Solzhenitsyn Was a Russian Patriot

Wall Street Opinion Journal | Robert Conquest | August 8, 2005

Those of us who had long been concerned to expose and resist Stalinism, in the West as in the USSR, learned much from Alexander Solzhenitsyn. I met him in Zurich, Switzerland, in 1974, soon after he was expelled from the Soviet Union — the result of his novel, “The Gulag Archipelago,” being published in Paris. He was personally pleasant; I have a photograph of the two of us, he holding a Russian edition of my book, “The Great Terror,” with evident approbation. He asked if I would translate a “little” poem of his. Of course I agreed.

The little poem, “Prussian Nights,” turned out to be 2,000 lines!

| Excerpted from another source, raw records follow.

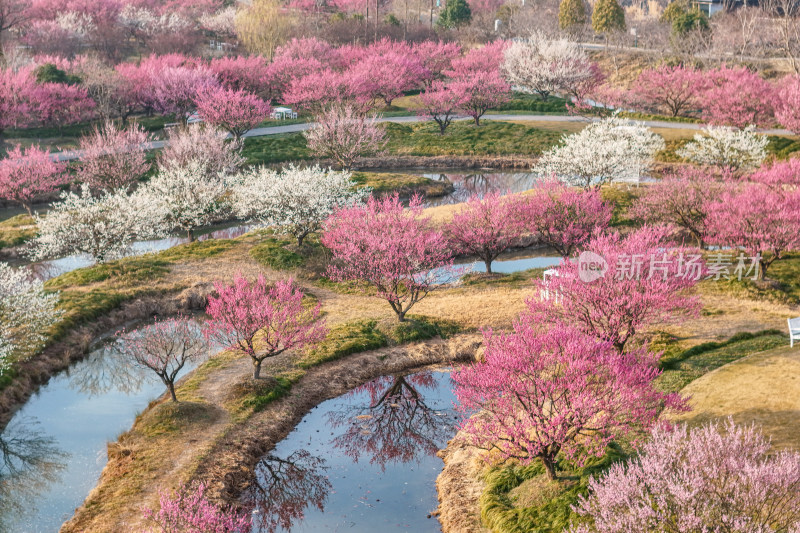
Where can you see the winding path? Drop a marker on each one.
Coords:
(294, 128)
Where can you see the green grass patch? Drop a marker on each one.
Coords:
(682, 367)
(403, 184)
(521, 499)
(343, 340)
(621, 199)
(419, 328)
(464, 138)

Thankfully, he and his circle helped. It was an arresting composition, increasing our knowledge of him and his times — something worth reading, and rereading, for its stunning historical background.
[Solzhenitsyn Was a Russian Patriot]
Ken Fallin

Solzhenitsyn was one of the most striking public figures of our time. How should one judge him? As a writer, up there with Pasternak? As a moralist, up there with Czeslaw Milosz? But he should also be judged as one who might have won two Nobel prizes — not just for Literature, but also for Peace.